Model of molar cusps

CT-rendered chimpanzee cranium (left) with enlarged image of a virtually extracted molar (middle). The outer layer, called enamel, is rendered transparent revealing the 3-D landscape of a molar’s underlying dentine core. The location of embryonic signaling cells that will determine future cusp position is indicated by yellow spheres (middle). The distribution of these signaling centers across the dentine landscape is measured as a series of intercusp distances (red arrows in right, top), which determines the number of cusps that will ultimately develop across a molar crown, as well as the amount of terrain mapped out by each cusp (dashed lines in right, bottom). Image credit: Alejandra Ortiz and Gary Schwartz

In the past decade, researchers’ understanding of molar cusp development has increased a hundredfold. They now know that the formation of these cusps is governed by a molecular process that starts at an early embryonic stage. Based on experimental work on mice, the patterning cascade model predicts that molar configuration is primarily determined by the spatial and temporal distribution of a set of signaling cells.

Clumps of signaling cells (and their resultant cusps) that develop earlier strongly influence the expression of cusps that develop later. This cascading effect can result in either favoring an increase in the size and number of additional cusps or constraining their development to produce smaller, fewer cusps. Whether this sort of simple developmental ratchet phenomenon could explain the vast array of molar configurations present across ape and human ancestry was unknown.

Using state-of-the-art microcomputed tomography and digital imaging technology applied to hundreds of fossil and recent molars, Ortiz and her colleagues created virtual maps of the dental landscape of developing teeth to chart the precise location of embryonic signaling cells from which molar cusps develop.
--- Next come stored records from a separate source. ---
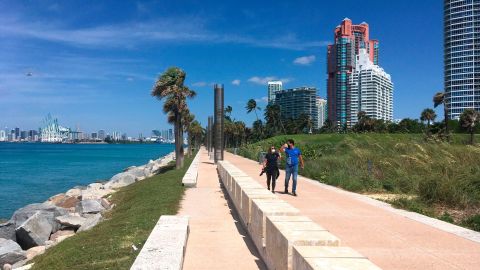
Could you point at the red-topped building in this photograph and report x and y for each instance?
(341, 57)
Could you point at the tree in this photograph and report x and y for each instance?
(196, 132)
(188, 118)
(428, 115)
(252, 106)
(170, 87)
(468, 120)
(273, 118)
(440, 98)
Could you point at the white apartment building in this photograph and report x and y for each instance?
(273, 88)
(322, 111)
(371, 90)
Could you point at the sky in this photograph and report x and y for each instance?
(93, 63)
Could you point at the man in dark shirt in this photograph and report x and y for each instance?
(270, 164)
(293, 157)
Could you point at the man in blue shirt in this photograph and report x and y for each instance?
(293, 157)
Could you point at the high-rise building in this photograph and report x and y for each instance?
(461, 56)
(101, 134)
(322, 111)
(341, 62)
(297, 101)
(371, 90)
(273, 88)
(17, 134)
To the research team’s great surprise, the predictions of the model held up, not just for modern humans, but for over 17 ape and hominin species spread out across millions of years of higher primate evolution and diversification.
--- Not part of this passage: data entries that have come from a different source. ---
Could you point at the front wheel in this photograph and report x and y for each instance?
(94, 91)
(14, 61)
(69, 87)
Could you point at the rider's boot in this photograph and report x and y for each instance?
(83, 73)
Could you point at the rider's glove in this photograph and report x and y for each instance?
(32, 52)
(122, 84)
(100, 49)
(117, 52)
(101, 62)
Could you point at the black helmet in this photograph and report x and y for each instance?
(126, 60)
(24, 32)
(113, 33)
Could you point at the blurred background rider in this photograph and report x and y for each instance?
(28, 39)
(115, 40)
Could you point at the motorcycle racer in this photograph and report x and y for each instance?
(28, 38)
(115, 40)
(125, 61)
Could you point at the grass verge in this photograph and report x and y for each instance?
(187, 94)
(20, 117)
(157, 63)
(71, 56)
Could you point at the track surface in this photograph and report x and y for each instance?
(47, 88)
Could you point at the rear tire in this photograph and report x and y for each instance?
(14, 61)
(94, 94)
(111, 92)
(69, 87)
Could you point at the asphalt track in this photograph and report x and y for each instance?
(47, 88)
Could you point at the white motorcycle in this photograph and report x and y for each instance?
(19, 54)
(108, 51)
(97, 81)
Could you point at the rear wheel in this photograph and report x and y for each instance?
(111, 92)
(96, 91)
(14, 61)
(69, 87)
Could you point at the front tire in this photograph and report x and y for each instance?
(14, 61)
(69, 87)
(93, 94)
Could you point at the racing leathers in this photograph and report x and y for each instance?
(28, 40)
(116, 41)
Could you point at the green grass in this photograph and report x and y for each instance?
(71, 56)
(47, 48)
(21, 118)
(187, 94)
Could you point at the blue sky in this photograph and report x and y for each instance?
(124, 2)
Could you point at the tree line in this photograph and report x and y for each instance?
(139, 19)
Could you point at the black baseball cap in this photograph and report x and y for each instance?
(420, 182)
“Not only does the model work for explaining differences in basic molar design, but it is also powerful enough to accurately predict the range of variants in size, shape and additional cusp presence, from the most subtle to the most extreme, for most apes, fossil hominins and modern humans,” Ortiz said.

These results fit with a growing body of work within evolutionary developmental biology that says very simple, straightforward developmental rules are responsible for the generation of the myriad complexity of dental features found within mammalian teeth.
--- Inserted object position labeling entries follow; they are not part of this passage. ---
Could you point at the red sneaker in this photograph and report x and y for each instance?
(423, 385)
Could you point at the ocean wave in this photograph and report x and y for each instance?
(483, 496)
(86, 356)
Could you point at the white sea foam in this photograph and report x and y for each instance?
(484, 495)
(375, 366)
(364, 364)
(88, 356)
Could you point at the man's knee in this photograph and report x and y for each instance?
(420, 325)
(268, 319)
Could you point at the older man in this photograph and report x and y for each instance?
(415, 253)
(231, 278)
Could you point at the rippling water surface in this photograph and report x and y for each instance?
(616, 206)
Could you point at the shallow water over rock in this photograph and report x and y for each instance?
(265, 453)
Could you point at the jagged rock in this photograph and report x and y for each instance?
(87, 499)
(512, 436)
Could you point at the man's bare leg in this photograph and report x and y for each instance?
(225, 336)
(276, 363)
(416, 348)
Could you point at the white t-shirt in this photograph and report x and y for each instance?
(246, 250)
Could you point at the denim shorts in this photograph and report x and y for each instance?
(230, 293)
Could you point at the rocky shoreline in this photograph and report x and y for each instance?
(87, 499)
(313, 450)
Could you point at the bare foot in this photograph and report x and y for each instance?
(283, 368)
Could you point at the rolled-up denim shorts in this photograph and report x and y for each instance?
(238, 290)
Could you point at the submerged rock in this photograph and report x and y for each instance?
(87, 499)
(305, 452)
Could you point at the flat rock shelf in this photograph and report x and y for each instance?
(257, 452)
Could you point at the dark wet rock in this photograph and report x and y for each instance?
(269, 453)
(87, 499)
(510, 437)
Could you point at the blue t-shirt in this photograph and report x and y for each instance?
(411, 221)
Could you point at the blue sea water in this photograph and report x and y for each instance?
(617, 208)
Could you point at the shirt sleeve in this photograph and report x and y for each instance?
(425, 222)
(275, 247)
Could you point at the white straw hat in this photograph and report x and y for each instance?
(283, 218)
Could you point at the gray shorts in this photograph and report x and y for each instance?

“The most exciting result was how well our results fit with an emerging view that evolution of complex anatomy proceeds by small, subtle tweaks to the underlying developmental toolkit rather than by major leaps,” said Gary Schwartz, a study coauthor, paleoanthropologist with IHO and associate professor with the School of Human Evolution and Social Change.

This new study is in line with the view that simple, subtle alterations in the ways genes code for complex features can result in the vast array of different dental configurations that we see across hominins and our ape cousins. It is part of a shift in our understanding of how natural selection can readily and rapidly generate novel anatomy suited to a particular function.

“That all of this precise, detailed information is contained deep within teeth,” continued Schwartz, “even teeth from our long-extinct fossil relatives, is simply remarkable.”

“Our research, demonstrating that a single developmental rule can explain the countless variation we observe across mammals, also means we must be careful about inferring relationships of extinct species based on shared form,” said Shara Bailey, a coauthor and paleoanthropologist at New York University. “It is becoming clearer that similarities in tooth form may not necessarily indicate recent shared ancestry,” added Bailey, who, in 2002, was the first doctoral graduate to be affiliated with IHO.